Jaya went alone, and this paid off handsomely. In doing so, she called the bluff of smaller parties – mainly caste groups – who were something of an albatross around her neck. This victory should help her rid herself of the need to pander to caste divisions for which the state is so well known.

But Jaya has reasons to worry about the DMK’s good showing – 60 seats more than the last elections. According to first estimates, both AIADMK and DMK had the same – 40 percent of votes. She may not, however, be overawed by this, as DMK patriarch M Karunanidhi is pushing 92, and Stalin derives his clout from being his son. His standing is likely to wane after his father’s time. He also has to contend with his rebel  brother, Alagiri, who is not reconciled to having been sidelined. The feud between the brothers is relentless, and this is likely to intensify in the days to come.

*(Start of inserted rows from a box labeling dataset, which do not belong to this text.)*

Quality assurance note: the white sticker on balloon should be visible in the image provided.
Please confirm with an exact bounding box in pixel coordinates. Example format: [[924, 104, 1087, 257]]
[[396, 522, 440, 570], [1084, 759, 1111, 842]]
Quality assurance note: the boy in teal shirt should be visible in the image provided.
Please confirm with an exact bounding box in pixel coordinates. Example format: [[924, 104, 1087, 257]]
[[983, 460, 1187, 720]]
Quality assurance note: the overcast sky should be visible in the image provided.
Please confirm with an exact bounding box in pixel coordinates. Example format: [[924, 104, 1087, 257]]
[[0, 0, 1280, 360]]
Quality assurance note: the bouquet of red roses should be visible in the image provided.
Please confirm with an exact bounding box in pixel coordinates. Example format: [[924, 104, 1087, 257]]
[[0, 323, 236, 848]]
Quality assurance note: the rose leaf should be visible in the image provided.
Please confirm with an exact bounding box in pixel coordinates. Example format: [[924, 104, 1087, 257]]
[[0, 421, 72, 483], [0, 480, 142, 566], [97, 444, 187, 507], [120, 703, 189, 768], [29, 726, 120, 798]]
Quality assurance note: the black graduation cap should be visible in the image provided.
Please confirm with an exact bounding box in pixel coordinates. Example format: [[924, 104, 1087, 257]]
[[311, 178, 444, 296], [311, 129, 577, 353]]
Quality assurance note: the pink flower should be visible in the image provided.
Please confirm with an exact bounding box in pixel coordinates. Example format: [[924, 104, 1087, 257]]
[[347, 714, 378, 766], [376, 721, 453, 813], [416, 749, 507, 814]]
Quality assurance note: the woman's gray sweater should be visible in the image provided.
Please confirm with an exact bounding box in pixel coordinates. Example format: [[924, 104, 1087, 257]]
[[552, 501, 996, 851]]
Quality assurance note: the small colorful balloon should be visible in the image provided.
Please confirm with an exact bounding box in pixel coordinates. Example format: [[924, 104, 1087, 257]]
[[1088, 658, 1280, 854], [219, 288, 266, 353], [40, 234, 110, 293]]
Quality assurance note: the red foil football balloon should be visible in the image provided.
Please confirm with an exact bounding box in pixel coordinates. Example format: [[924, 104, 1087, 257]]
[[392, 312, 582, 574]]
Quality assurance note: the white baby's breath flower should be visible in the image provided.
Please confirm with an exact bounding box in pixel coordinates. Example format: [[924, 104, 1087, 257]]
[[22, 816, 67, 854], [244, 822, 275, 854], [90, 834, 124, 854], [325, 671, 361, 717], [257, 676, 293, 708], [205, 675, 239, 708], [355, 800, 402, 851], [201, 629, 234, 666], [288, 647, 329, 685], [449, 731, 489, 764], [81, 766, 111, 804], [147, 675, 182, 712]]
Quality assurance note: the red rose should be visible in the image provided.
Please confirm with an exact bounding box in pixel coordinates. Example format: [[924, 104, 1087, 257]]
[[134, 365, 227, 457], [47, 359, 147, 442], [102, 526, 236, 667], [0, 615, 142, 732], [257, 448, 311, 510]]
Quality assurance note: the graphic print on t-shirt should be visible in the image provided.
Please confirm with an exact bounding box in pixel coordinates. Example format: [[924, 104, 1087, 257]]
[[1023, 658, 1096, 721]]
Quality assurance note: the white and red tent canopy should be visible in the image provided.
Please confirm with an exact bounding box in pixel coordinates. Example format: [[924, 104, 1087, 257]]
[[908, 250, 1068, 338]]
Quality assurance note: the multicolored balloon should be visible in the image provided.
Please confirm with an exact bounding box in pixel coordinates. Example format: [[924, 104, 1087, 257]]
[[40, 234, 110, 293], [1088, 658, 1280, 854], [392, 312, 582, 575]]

Tamil Nadu Chief Minister and AIADMK Supremo J Jayalalithaa is greeted by a party cadre after the party’s win in the state Assembly polls, in Chennai on Thursday. (Photo: PTI)
Tamil Nadu Chief Minister and AIADMK Supremo J Jayalalithaa is greeted by a party cadre after the party’s win in the state Assembly polls, in Chennai on Thursday. (Photo: PTI)

Declining Health

The one criticism against Jaya is that she is imperious and inaccessible. But then, the Jaya of today is not the same as of a decade ago. She has mellowed greatly and knows how to play her cards well. She knows, too, that the Centre can help her a great deal by way of fiscal assistance. Her relationship with Prime Minister Narendra Modi has always been cordial, although she may not exactly be cordial with the state BJP. That is her style. Friendship with those who matter, and contempt for the others!

Many of Jaya’s well-wishers would want her to be more accessible to her officials. But she is known for keeping everybody at a distance and in suspense.

Jaya’s greatest quality is her decisiveness. This is particularly in the area of law and order. Gone are the DMK days when even the smallest functionary could walk into a police station and make illegal demands. The question is, how long will she be able to maintain her hold against declining health?


Jaya Sets a Record

  • Despite setting a record – that of an incumbent making it to power again in Tamil Nadu – DMK’s good show is a cause of worry for Jaya.
  • DMK has to set its own house in order with the feud between Alagiri and Stalin likely to intensify in the coming days.
  • While AIADMK may rejoice at its recent victory, Jaya’s declining health poses a question for her ability to administer.

I have served five chief ministers. She was the most articulate and firm of all of them. If a decision had to be taken, she would never procrastinate. That is her mantra for success.

I have fond memories of her. She graced my son’s wedding, and stayed on for an hour.  It is an entirely different matter that our paths departed thereafter. Given good health, she is probably destined for greater honours in national life.